# ** Build a Traffic Sign Recognition Project **

The goals / steps of this project are the following:

• Load the data set (see below for links to the project data set)
• Explore, summarize and visualize the data set
• Design, train and test a model architecture
• Use the model to make predictions on new images
• Analyze the softmax probabilities of the new images
• Summarize the results with a written report
• Rubric Points

### README 
This is my project README. This file provides an overview of the project and details of each step taken to answer asked questions. The code part of project can be found at below link:


### Data Set Summary & Exploration

Provided data set for the project is already devided to three sets; training, validation and test set. Before trying out to build a model and make prediction, let's get more insight into the data; with measuring the length of each data set, I could see the size of each set and find out how many sample points are in each set. Below you can see each set's size;

Number of training examples = 34799
Number of testing examples = 12630
Number of validation examples = 4410
Image data shape = (32, 32, 3)
Number of classes = 43

### Include an exploratory visualization of the dataset.
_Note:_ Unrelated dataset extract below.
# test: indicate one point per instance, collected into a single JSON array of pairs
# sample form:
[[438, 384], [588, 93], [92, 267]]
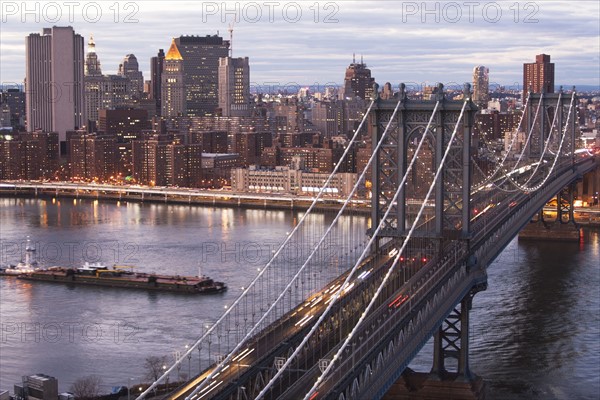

To further understand the data, I visulized few of the images and also explored on the distribution of different classes in each set. From the histograms it is clear that the data sets do not have equal samples of all classes and some of the classes have more occurances than the others. Though, between training, test and validation set, this distribution is more or less the same.

### Design and Test a Model Architecture

I used training set to train the model and then measure its performance on the validation set and tweaked the model until desired accuracy was achieved. 

The first thing I did was to normalize the data. In the previous lessons we learned that you can normalize the data to have a zero mean and reasonable varianve by x=(x-128)/128 but in this case it does not yield to the best result and validation accuracy; I changed the normalization to x=x/255 where 255 is the maximum value each pixel can have. I completely skipped over making 0 to be the mean; I believe the reason for lower performance with zero mean is due to use of ReLues as activation function; shifting the mean to zero means some of the pixel values will be negative; then after applying the weights and biases, the logits may still stay negative. Then, when activation function is applied, all the negative values turn to zero and do not activate the node. Therefore, some of the nodes do not contribute to the network and the performance stays low.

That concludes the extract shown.